20-letni kierowca pędził przez miejscowość Misie (woj. lubelskie), zapominając o zdrowym rozsądku. Choć nazwa miejscowości brzmi bajkowo, ta historia nie ma szczęśliwego zakończenia.
Jak relacjonuje nadkom. Barbara Salczyńska-Pyrchla z komendy policji w Białej Podlaskiej, w pewnym momencie kierowca przekroczył dopuszczalną prędkość o 91 km/h!
Czytaj tak że: Pędził traktorem przez miasto. Wysoki mandat dla 28-latka
Wczoraj tuż po godzinie 8.00 policjanci bialskiej grupy SPEED pełniący służbę w miejscowości Misie, zauważyli Audi, którego kierowca znacznie przekroczył dozwoloną prędkość. Urządzenie wykazało, że w terenie zabudowanym jechał 141 km na godzinę. Oznacza to, że przekroczył dopuszczalną w tym miejscu prędkość o 91 km/h! - poinformowano w policyjnym komunikacie.

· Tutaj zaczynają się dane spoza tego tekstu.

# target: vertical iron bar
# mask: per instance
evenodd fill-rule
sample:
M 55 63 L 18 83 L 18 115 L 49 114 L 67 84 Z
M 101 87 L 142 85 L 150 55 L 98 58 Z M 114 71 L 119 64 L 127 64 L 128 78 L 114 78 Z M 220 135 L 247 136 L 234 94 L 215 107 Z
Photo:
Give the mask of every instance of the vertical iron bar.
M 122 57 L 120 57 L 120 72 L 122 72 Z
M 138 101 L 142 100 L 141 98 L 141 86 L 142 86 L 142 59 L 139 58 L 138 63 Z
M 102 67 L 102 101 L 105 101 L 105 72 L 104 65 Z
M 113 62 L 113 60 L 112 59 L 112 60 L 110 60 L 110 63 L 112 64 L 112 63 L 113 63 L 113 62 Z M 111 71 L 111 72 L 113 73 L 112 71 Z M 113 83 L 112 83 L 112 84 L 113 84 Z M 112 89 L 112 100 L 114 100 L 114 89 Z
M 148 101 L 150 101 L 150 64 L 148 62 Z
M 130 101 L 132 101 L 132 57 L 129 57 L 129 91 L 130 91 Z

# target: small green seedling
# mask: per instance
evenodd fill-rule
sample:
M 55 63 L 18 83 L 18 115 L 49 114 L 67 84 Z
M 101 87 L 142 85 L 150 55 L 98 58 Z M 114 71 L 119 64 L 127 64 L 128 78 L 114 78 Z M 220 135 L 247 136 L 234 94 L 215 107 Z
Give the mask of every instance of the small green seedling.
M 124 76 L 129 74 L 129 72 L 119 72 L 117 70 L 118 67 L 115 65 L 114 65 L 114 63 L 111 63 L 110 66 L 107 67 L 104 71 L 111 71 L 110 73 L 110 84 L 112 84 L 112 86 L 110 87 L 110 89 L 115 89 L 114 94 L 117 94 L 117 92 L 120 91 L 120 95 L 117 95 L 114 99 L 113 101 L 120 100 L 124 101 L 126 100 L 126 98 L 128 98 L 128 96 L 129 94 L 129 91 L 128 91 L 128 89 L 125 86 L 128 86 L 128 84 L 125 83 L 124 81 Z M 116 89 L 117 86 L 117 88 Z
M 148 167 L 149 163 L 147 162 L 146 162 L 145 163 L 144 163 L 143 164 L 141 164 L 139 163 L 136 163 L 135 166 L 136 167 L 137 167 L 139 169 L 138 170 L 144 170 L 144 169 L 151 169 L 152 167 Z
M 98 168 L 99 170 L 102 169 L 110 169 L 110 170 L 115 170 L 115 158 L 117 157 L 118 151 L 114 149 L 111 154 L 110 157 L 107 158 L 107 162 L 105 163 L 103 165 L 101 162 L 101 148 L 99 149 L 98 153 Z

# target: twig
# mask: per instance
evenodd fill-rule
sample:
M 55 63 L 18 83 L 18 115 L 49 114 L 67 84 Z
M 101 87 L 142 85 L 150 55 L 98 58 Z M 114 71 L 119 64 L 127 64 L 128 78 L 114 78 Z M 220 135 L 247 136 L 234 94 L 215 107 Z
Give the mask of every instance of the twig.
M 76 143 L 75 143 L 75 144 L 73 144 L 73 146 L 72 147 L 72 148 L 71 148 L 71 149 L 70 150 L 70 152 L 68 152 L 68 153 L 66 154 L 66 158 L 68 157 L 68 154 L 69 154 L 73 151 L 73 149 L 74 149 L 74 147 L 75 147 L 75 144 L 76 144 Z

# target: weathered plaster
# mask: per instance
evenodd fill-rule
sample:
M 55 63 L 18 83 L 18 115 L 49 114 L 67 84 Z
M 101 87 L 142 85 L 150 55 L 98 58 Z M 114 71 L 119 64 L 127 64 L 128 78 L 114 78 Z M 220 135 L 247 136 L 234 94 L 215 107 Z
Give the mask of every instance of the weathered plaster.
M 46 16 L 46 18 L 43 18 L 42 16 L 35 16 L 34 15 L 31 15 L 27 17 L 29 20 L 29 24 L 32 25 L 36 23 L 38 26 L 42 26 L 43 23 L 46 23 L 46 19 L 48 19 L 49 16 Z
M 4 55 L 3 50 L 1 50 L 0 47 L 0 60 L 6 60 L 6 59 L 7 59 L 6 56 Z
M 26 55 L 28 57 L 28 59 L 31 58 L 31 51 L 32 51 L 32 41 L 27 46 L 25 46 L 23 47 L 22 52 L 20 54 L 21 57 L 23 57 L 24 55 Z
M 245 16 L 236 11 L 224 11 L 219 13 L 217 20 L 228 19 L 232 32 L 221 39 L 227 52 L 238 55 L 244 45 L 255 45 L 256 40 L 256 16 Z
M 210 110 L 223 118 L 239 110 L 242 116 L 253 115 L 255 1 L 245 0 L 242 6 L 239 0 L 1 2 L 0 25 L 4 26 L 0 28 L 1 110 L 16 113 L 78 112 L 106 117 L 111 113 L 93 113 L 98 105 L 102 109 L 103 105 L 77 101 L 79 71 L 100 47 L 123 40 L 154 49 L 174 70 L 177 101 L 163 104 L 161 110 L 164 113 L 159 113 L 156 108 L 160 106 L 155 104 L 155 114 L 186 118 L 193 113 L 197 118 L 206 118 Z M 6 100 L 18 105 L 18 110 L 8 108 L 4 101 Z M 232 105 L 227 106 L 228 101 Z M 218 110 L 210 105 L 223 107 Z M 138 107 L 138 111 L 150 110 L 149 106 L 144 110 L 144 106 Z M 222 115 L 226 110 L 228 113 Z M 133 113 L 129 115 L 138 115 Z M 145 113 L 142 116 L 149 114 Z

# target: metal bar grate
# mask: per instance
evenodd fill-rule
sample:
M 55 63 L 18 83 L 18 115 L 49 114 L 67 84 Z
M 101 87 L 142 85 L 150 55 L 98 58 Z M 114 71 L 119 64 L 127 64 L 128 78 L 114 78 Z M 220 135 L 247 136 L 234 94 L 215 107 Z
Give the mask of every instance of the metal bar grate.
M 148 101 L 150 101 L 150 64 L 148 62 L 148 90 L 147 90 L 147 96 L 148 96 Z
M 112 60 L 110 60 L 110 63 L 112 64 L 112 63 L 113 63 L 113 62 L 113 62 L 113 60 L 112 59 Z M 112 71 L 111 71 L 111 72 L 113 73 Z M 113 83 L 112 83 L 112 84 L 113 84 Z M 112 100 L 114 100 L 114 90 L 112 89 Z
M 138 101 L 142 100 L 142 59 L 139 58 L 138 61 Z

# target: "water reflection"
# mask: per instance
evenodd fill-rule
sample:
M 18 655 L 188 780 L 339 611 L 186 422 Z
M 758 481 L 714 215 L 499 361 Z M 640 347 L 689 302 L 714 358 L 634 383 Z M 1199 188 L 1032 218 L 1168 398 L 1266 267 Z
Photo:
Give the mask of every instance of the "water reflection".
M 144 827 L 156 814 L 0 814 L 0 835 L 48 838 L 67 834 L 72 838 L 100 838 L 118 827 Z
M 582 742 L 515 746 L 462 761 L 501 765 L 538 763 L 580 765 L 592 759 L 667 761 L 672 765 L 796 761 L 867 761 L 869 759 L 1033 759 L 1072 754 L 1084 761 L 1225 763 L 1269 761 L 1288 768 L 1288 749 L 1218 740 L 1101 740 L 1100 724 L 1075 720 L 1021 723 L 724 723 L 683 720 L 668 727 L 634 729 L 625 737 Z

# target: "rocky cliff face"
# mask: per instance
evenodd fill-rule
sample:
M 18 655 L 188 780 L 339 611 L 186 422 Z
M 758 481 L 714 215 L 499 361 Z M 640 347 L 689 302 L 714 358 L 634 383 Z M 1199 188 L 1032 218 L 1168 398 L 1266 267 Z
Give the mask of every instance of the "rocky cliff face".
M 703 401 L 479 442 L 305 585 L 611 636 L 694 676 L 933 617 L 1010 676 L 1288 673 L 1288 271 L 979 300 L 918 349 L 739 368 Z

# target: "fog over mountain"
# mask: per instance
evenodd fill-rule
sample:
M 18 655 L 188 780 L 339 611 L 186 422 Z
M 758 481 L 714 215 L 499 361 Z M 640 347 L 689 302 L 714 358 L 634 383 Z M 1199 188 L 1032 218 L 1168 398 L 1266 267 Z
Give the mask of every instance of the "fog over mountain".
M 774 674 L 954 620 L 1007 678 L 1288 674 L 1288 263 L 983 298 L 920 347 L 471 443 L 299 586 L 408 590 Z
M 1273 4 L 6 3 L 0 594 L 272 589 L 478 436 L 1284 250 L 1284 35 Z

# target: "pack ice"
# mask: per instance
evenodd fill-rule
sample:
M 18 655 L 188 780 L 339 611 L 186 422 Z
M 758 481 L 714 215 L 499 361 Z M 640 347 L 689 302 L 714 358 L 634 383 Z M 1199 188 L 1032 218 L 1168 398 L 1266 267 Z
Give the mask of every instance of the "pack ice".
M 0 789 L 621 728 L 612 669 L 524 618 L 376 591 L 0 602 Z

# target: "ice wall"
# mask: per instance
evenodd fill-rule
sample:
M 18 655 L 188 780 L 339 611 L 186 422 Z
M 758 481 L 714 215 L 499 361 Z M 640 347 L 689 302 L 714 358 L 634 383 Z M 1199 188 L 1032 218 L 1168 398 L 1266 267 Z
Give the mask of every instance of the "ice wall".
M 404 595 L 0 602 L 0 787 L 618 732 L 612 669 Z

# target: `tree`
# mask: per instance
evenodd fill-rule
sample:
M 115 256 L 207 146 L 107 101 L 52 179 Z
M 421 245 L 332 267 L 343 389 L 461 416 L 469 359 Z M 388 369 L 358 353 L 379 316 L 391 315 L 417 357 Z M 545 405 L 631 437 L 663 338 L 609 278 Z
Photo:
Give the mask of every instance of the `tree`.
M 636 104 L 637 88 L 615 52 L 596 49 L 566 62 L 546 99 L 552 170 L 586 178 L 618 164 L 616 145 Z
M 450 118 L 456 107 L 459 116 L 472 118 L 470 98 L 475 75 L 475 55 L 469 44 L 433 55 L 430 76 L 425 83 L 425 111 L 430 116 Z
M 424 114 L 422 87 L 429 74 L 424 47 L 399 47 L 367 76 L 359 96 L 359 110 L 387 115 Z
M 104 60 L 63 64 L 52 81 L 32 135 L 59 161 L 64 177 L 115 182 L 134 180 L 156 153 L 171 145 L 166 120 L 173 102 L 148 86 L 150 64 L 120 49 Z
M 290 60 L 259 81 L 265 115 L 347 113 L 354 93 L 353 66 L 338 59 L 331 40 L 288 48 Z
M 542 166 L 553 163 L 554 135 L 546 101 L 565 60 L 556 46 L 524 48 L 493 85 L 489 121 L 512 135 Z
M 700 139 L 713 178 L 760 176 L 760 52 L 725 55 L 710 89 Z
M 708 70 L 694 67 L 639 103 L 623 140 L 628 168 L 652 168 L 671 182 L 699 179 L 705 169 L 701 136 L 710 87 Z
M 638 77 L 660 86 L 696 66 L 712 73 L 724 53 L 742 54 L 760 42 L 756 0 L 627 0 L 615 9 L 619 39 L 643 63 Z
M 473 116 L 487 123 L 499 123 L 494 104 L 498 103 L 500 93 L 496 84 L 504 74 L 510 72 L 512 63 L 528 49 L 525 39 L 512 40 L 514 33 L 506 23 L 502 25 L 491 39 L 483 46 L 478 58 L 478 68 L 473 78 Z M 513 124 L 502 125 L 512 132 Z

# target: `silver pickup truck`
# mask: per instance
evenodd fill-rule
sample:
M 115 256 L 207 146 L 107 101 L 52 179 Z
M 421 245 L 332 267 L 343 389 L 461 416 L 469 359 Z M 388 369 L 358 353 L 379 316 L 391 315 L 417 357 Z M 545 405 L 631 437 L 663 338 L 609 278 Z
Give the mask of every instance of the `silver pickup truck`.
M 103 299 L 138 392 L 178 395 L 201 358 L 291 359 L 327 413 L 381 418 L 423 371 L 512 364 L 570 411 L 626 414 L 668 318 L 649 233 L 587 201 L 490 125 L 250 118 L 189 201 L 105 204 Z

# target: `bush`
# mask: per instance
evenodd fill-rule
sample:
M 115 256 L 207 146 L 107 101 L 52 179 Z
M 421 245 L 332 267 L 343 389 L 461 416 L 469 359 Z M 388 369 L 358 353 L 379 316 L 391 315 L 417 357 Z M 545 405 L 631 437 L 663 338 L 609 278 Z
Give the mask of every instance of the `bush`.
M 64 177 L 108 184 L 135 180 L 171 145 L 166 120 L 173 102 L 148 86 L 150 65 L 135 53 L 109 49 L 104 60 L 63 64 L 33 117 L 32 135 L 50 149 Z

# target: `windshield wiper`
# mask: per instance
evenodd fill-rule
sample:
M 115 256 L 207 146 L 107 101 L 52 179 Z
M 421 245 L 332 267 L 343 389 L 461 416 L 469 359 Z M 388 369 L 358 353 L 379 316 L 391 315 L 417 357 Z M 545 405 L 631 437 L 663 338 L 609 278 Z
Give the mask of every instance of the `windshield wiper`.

Dalsza część artykułu pod materiałem wideo
Wysoki mandat i punkty karne
Młody mężczyzna tłumaczył, że spieszył się do pracy. Po raz kolejny potwierdziło się jednak, że "pośpiech jest złym doradcą". Teraz będzie musiał oddać część swojej pensji.
Za popełnione wykroczenie otrzymał mandat karny w wysokości 2,5 tys. złotych. Jego konto "wzbogaciło się" także o 15 punktów karnych. Stracił również prawo jazdy na 3 miesiące - podsumowuje nadkom. Salczyńska-Pyrchla.
Funkcjonariusze apelują o zachowanie rozwagi na drodze i stosowanie się do obowiązujących przepisów. "Wsiadając za kierownicę pojazdu jesteśmy odpowiedzialni również za przewożonych pasażerów jak też innych uczestników ruchu drogowego. Przypominamy, że nadmierna prędkość to wciąż jedna z głównych przyczyn zdarzeń drogowych" - podkreślono w policyjnym komunikacie.